Kruskal Algorithm proof

Question

I was reading the proof of Kruskal Algorithm Reference.

What I am not understanding is why we assume that Kruskal always chooses the smallest edges? Maybe it did not choose one of the smallest edges because it could form a cycle? So in the proof here (and actually in many other ones)Reference, at the end of the proof, they conclude that $w(e_i) = w(e_0)$ since Kruskal chose $e_i$ which implies $w(e_i) \leq w(e_0)$, but maybe Kruskal didn't choose $e_0$ because it could form a cycle even though $w(e_0) \leq w(e_i)$?

Answer 1

If $w(e_0)< w(e_i)$ and $e_0$ was not chosen then it means that it created a cycle with a subtree of $T$. This means that you will find an edge in $T$ that is not in $T_0$ and with strict smaller weight than $e_i$ which contradict the definition of $e_i$.

Answer 2

The idea is, you've made a forest $F$ out of your chosen edges.
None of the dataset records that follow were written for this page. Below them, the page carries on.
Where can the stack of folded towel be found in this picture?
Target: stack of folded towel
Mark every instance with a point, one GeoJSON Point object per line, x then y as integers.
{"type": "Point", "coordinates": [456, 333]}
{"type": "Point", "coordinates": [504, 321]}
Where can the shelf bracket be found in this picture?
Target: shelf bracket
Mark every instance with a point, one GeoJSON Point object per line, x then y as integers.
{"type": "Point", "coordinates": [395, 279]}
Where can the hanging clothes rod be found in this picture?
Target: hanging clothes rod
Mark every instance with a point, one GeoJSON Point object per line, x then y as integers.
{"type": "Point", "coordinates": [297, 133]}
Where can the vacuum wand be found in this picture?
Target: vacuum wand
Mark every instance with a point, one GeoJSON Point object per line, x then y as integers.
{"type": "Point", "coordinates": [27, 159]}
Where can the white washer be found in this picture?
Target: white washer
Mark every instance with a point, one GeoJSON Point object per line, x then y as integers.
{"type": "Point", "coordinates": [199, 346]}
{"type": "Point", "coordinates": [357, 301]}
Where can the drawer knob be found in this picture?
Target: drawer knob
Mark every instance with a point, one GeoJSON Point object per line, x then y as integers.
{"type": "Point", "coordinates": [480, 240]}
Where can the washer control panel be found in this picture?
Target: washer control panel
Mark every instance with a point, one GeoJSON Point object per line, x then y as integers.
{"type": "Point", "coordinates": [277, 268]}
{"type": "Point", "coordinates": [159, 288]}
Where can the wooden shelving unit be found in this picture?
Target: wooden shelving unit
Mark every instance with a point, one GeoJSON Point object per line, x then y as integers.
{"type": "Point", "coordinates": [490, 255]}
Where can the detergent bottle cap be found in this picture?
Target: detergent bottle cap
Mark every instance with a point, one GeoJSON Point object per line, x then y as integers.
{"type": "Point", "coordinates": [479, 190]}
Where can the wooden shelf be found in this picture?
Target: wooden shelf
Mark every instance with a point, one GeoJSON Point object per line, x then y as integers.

By induction assume there exists $T$ a minimum spanning tree containing those edges and none of the rejected edges.

Then the algorithm chooses $e_1$ ($e_i$ in your link).

If $e_1$ is in $T$ then the inductive conclusion is established.

Otherwise, $T + e_1$ contains a cycle $C$.

$C$ contains an edge $e_2$ ($e_0$ in your link), distinct from $e_1$, not in $F$. Because otherwise $F+e_1$ would have a cycle.

$e_2$ cannot be smaller than $e_1$, because it would have been previously chosen by the algorithm. I think this is the part you are asking about. Adding $e_2$ to $F$ can't form a cycle because $T$ is a supergraph of $F$ and $T$ without $e_1$ doesn't form a cycle.

$e_2$ cannot be larger than $e_1$, because then $T + e_1 - e_2$ is a smaller spanning tree than $T$, violating the induction assumption.

So $T + e_1 - e_2$ is a minimum spanning tree containing $F+e_1$ and the inductive conclusion is satisfied.

Answer 3

In the linked proof $T$ is a spanning tree produced by Kruskal's algorithm and $T_0$ is a minimum spanning tree. Also $e_1, e_2, \ldots, e_{i-1}$ are all edges of both $T$ and $T_0$, and $e_i$ is an edge of $T$ but not one of $T_0$.

The edge $e_0$ is chosen to be an edge of the cycle $C$ in $G_0$, but not an edge of $T$. The edges of $G_0$ are the edges of $T_0$ together with $e_i$, which is an edge of $T$, so $e_0$ must be an edge of $T_0$.

Hence $e_1, e_2, \ldots, e_{i-1}$ and $e_0$ are all edges of the tree $T_0$ and trees don't contain cycles, so in Kruskal's algorithm choosing $e_0$ rather than $e_i$ as the next edge would not make a cycle.